O câncer de pulmão é uma afeição que muitas vezes não apresenta sintomas em suas fases iniciais, o que contribui para diagnósticos tardios e, consequentemente, reduzidas chances de tratamento efetivo. Segundo o oncologista Igor Morbeck, integrante do Comitê Científico do Instituto Lado a Lado pela Vida, uma alarmante porcentagem de 70% a 80% dos casos diagnosticados globalmente ocorre em estágios avançados ou com metástase. Essa realidade é igualmente preocupante no Brasil.
Dados Alarmantes sobre Diagnósticos no Brasil
Em um estudo realizado pelo Instituto Lado a Lado pela Vida, que analisou 14.145 diagnósticos no Sistema Único de Saúde (SUS) em 2023, constatou-se que 89,6% dos casos em que o estadiamento do câncer estava registrado foram identificados em estágios 3 ou 4. Esse percentual equivale a 7.267 pacientes, dos quais 2.015 estavam no estágio 3 e 5.252 no estágio 4, ambos caracterizados por baixas probabilidades de cura.
Fatores de Risco e Prevenção
O oncologista Morbeck aponta que o aumento no número de diagnósticos se deve, em grande parte, à maior exposição da população a fatores de risco, como o tabagismo, a obesidade e um estilo de vida sedentário. Essas condições tornam o câncer de pulmão um dos tipos mais comuns entre os brasileiros. Ele recomenda que pessoas com histórico de tabagismo realizem tomografias anuais, um exame acessível pelo SUS.
Desafios do Sistema de Saúde
Um dos problemas críticos identificados por Morbeck é a ausência de programas de rastreamento para o câncer de pulmão, o que dificulta diagnósticos precoces. A natureza silenciosa da doença faz com que sintomas como tosse e falta de ar sejam confundidos com outras condições, levando muitos pacientes a adiar a busca por tratamento. Segundo ele, cerca de 90% dos pacientes que chegam ao SUS já estão em estágios avançados da doença, refletindo falhas no acesso e na informação sobre saúde.
Consequências da Falta de Informação
O estudo também revela que, nos dados coletados, 40% dos registros não apresentavam informações sobre a dimensão do tumor ou a presença de metástase. Morbeck destaca que um simples raio X de tórax é insuficiente para um diagnóstico preciso de câncer de pulmão, muitas vezes resultando em tratamentos inadequados que apenas prolongam a condição do paciente.

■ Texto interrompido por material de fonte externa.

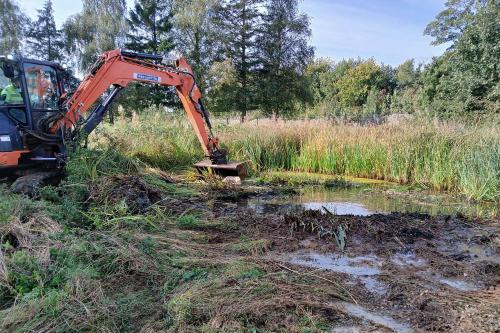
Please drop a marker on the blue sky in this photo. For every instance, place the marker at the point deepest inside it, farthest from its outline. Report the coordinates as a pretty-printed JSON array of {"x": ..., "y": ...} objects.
[{"x": 390, "y": 31}]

Impacto da Campanha de Conscientização
Diante desse panorama, Morbeck enfatiza a necessidade urgente de campanhas de conscientização promovidas pelo Ministério da Saúde. Ele sugere que agentes de saúde realizem um trabalho proativo, marcando tomografias para indivíduos com fatores de risco identificados, como aqueles que fumam ou têm histórico familiar de câncer. Essa iniciativa visa não apenas aumentar as taxas de diagnóstico precoce, mas também reduzir a mortalidade associada ao câncer de pulmão.
Conclusão
O câncer de pulmão representa um desafio significativo para o sistema de saúde brasileiro, com a maioria dos casos diagnosticados em estágios avançados, o que limita as opções de tratamento. Para mudar esse cenário, é fundamental a implementação de políticas públicas eficazes e campanhas de conscientização que incentivem a detecção precoce, especialmente entre os grupos mais vulneráveis. Somente assim será possível melhorar as perspectivas de cura e qualidade de vida para os pacientes afetados.